Showing posts with label entrepreneurial schools. Show all posts
Showing posts with label entrepreneurial schools. Show all posts

Thursday, 19 September 2019

LiveBlog #Ectel2019 Rose Luckin @Knowldgillusion Keynote #AI & #education mindset

 Rose Luckin takes the stage with a headset and immediately getting into her talk. The talk was very informative and to me it looked as though Rose is so knowledgeable about a range of topics, so I got a bit curious and envious in how her mind works [It I heard - I do not know if this is correct, will ask her ] that she only got into academic life later on in life?

Key topic: develop the right AI mindset for businesses

A perfect storm: data mass plus computing power and memory enhancements, sophisticated algorithms ... this made AI part of our lives and education.

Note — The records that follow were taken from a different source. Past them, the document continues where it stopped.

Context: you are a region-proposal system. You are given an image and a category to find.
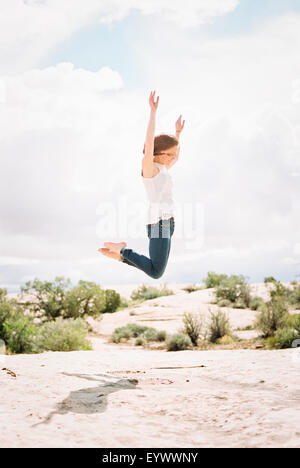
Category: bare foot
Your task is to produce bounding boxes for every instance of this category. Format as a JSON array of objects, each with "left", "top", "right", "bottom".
[
  {"left": 98, "top": 247, "right": 122, "bottom": 262},
  {"left": 104, "top": 242, "right": 127, "bottom": 253}
]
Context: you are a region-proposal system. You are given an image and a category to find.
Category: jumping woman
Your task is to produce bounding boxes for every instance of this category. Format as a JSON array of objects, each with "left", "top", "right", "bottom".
[{"left": 98, "top": 91, "right": 185, "bottom": 279}]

3 routes to Impact on Education

  • using AI ED to tackle some of the big educational challenges
  • education people about AI so that they can use it safely and effectively
  • changing education so that we focus on human intelligence and prepare people for an AI world (hardest to do at the moment)

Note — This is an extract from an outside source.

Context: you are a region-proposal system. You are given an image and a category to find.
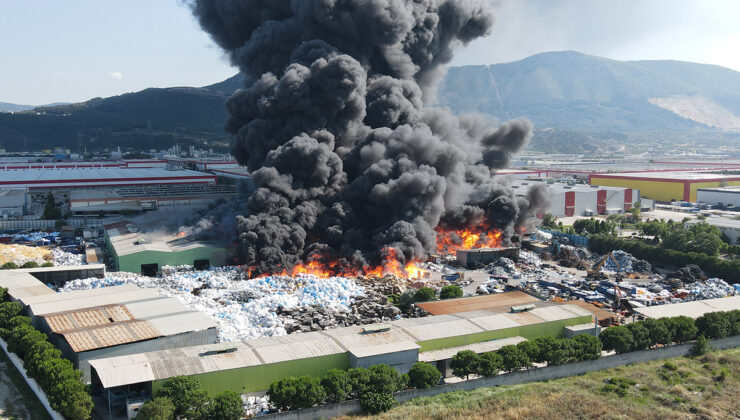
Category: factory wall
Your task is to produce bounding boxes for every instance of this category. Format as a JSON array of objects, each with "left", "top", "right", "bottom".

Working with select committee processes to try and take forward new developments. Debating on 4th industrial revolution and what it means that people understand AI (it is not coding, it is about the humans and their understanding of the fundamentals of machine algorithms, awareness, it is a much higher order we need to engage people with).

Need for multidisciplinary teams with equal input
As change happens, we need to change our educational systems (Singapore). Be resilient to change, be adaptive.
The above are not separate routes, it interconnects, and these interconnections increase AI and that we need to change and invest in our society using emerging ideas and realities of these three buckets.
We need to build bridges between communities: all stakeholders (parents, communities, government, coders...).
Currently separated communities need to work together to build a credible, societaly based AI solution.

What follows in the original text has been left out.